2011-08-22

How I Killed Pluto and Why had it Coming – Michael Brown

In the good old days spending most of my pastime in the Astronomers’ Club (2000 - 2006), there are two celestial events which I found myself ‘getting involved’ to. The first one is the transit of Venus which has, like the Nightfall, never seen by any living person. The second one is the X-prize flights of SpaceShipOne. It is historical because, for the first time, space travel is made possible without politics and bureaucracy. The space is now open to everyone.

Recently, I started preparing presentation materials on Solar System for the third time. The first two trials are 11 and 5 years ago respectively, which means Jupiter has almost completed another orbit over such period of time. I found such figures scary that the pace of time is really unnoticeable, and it is both fortunate and unfortunate to see that I am still doing the same thing.

Unlike many other amateur astronomers, I pay a lot of attention to the science of Solar System, mainly because of the interest on geology and extraterrestrial stargazing. I found the edge of Solar System attractive because of the affection to ‘boundaries’ and ‘ends’. The blur images made these worlds even more mysterious. What you know is simply the fact that, under the beams of a very bright star, the dim red smooth surface remains un-intact for thousands of years. Only during the short while coming close to the bright star, bluish green fumes slowly engulf the planet and are quickly frozen after that. This is the world of slowness and darkness as if a speck of dust inside dark room, only seen when swept by a beam of light.

90377 Sedna, the outpost of Solar System
Does this image tell anything?

Of course I won’t mix up imagination and science. The edge of Solar System worth mentioning scientifically because objects there are very different from anything we know in the inner Solar System, and they provide important information on early Solar System. The most important of all is, the public know little about it. Therefore I decide to talk about it in details instead of repeating the features of other planets which the audience should have heard/read for several times.

During the research of material, I read Mike Brown's How I Killed Pluto and Why had it Coming. Brown is the most important observer of outer Solar System. Objects discovered include Sedna, Eris, Haumea, Makemake, Orcus and Quaoar. It is the best popular science literature I have read in terms of language. It also integrates research with the astronomer's personal life in great consistency.
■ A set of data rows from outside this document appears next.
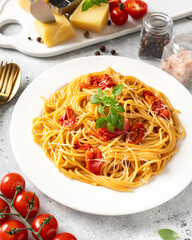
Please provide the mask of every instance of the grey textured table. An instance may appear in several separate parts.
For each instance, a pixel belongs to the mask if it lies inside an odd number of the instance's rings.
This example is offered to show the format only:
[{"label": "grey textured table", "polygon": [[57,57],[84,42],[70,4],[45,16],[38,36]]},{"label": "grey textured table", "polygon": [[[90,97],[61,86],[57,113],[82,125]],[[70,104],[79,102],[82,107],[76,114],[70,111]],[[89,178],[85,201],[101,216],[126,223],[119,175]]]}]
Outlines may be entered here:
[{"label": "grey textured table", "polygon": [[[192,21],[185,18],[174,23],[173,36],[192,33]],[[110,55],[115,49],[117,55],[139,59],[139,33],[127,35],[103,43]],[[81,56],[92,56],[99,49],[98,45],[87,47],[71,53],[52,58],[32,58],[19,52],[0,49],[0,60],[16,62],[22,69],[22,83],[15,98],[8,104],[0,106],[0,178],[8,172],[21,173],[26,179],[26,188],[35,191],[41,202],[41,213],[53,214],[59,223],[60,232],[71,232],[78,240],[154,240],[160,239],[158,230],[171,228],[182,239],[192,239],[192,184],[177,197],[154,209],[126,216],[97,216],[67,208],[41,193],[21,172],[13,155],[9,127],[15,103],[23,90],[43,71],[63,61]],[[157,61],[146,61],[159,67]],[[192,93],[192,88],[188,87]],[[191,108],[191,106],[190,106]],[[32,239],[32,238],[31,238]]]}]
I feel a bit regret for neglecting the prolific discoveries of the outer Solar System in the 2000s. During that period of time, the territory of Solar System increased by an order of magnitude. Now we know objects lying on the half way to the stars. I still remember I paid no attentions on the discovery of Quaoar and Eris because I had already held the belief that Pluto is just one of the Kuiper Belt Objects for years (noted in my lecture notes 2005). To me, discovering other KBOs simply completed the puzzle instead of being something really fascinating.

But actually it is entirely unscientific to neglect actual discoveries. It is discoveries which turn hypothesis into theories; huge number of reproduction of a particular discovery (which we call experiment and observation) turn theories into facts; while logical positivists regard this kind of facts as truth. This is why science is different from myths.

I am writing this to give tribute to observers who, through sky surveying, photometry, spectroscopy, keep building the universe. A world forms when a map of it is drawn. But on the other hand, infinitely many worlds perish at the moment the map is drawn. In this sense, astronomers are prophets of Brahman and Shiva.